Self-help seekers want 1. short cuts. 2. mentors. They are part of the wave of belief in accountability. We can account for story telling; we can account for positive thinking; we can account for happiness. Formulaic procedures can lead us in the right direction. Hollywood uses these.Jennifer Anniston is cooky; Ryan Gosling is hunky; Harrison Ford is statesmanlike; Cameron Diaz is ditzy (she can also do ballsy).This is all useful to know when you start watching a film. That way you can have a kip in the middle. Or, better still, not watch it in the first place. Familiarity is key (see familiarity Jan 18). When writing stories self-help books tell us to follow an arc. I know the arc of bio-pics.
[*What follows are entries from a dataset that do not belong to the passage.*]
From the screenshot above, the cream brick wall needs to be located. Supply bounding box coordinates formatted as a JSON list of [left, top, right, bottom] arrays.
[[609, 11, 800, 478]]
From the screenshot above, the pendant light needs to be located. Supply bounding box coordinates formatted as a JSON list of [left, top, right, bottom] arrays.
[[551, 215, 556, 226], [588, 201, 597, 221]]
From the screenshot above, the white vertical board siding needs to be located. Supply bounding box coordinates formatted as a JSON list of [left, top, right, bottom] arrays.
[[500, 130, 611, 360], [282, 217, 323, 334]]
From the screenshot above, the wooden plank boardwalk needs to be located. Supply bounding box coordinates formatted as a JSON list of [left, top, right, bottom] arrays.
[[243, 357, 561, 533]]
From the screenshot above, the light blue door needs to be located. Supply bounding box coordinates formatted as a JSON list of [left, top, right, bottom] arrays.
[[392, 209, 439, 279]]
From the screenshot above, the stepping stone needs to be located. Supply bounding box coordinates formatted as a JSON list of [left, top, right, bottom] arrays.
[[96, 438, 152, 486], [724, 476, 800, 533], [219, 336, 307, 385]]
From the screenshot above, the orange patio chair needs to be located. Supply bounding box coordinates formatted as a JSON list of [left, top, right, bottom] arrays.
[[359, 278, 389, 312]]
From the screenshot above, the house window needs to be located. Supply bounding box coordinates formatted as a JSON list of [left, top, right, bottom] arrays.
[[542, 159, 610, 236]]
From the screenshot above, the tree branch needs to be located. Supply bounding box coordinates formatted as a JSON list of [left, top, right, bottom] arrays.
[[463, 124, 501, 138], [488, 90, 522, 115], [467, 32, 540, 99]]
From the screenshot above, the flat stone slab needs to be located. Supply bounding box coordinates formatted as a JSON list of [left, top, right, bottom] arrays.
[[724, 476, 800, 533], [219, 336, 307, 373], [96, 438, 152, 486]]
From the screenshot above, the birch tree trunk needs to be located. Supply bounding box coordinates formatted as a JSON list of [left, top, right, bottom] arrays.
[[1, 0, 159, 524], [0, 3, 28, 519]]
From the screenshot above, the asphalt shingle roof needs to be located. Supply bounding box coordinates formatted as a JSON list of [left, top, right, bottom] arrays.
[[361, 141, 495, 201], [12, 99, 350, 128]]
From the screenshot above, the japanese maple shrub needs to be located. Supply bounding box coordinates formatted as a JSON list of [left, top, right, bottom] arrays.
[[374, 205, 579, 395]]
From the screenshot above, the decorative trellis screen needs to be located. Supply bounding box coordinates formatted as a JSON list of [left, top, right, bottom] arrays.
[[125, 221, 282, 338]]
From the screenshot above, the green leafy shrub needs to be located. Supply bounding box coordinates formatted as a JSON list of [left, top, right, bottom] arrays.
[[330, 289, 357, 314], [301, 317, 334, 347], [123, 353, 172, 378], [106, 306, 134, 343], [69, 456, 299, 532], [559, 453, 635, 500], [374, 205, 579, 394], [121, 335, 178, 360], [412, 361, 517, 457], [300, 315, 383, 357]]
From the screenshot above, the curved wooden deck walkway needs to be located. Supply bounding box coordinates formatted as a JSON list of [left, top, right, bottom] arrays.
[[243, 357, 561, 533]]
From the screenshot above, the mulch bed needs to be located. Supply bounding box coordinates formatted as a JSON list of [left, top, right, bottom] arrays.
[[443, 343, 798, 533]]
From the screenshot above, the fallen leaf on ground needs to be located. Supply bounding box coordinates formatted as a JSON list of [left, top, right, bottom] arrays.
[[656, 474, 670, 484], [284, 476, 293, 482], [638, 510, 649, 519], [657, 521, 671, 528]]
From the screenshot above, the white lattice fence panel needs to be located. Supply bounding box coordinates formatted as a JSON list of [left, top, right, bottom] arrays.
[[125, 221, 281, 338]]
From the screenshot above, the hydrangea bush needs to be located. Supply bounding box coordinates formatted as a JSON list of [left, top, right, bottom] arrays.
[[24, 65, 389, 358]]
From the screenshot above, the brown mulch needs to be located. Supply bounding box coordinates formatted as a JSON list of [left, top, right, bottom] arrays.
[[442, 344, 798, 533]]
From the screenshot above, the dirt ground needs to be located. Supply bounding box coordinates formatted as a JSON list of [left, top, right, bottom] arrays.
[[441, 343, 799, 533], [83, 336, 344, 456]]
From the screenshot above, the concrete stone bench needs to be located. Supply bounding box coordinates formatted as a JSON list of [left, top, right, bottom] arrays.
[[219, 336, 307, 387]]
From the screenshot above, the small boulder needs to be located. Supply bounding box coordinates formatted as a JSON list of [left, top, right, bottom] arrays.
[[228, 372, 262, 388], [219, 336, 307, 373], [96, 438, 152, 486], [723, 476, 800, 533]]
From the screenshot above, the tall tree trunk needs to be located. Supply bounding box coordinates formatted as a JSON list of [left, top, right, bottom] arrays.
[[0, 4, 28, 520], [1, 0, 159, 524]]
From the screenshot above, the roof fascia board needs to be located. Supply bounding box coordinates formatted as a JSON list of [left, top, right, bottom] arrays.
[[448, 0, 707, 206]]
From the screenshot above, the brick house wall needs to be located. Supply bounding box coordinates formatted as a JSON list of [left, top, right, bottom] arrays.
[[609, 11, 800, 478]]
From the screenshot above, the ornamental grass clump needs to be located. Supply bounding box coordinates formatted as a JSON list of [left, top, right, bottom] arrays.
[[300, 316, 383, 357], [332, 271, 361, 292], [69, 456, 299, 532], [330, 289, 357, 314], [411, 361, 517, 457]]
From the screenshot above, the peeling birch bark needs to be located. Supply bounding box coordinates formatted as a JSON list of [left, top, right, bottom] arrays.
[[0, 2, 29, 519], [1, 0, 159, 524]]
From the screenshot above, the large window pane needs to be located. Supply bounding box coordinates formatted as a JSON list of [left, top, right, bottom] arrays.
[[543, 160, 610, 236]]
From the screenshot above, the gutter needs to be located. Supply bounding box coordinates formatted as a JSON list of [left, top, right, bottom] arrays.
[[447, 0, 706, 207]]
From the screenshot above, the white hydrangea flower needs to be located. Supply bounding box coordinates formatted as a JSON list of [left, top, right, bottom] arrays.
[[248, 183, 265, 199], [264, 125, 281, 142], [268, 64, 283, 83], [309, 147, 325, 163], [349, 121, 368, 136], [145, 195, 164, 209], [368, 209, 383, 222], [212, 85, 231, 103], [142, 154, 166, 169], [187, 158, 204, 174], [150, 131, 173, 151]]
They start with a key scene in, say, Enid Blyton’s life, an emblematic scene. Then it goes back to childhood and follows her life from there. It crosses the emblematic scene about two thirds of the way through and then completes the life. The last scene is a flashback, normally guaranteed to produce a wistful tear in the eye of the spectator. Arcs, like Valentine’s Day and jokes are for amateurs. Arcs are rubbish.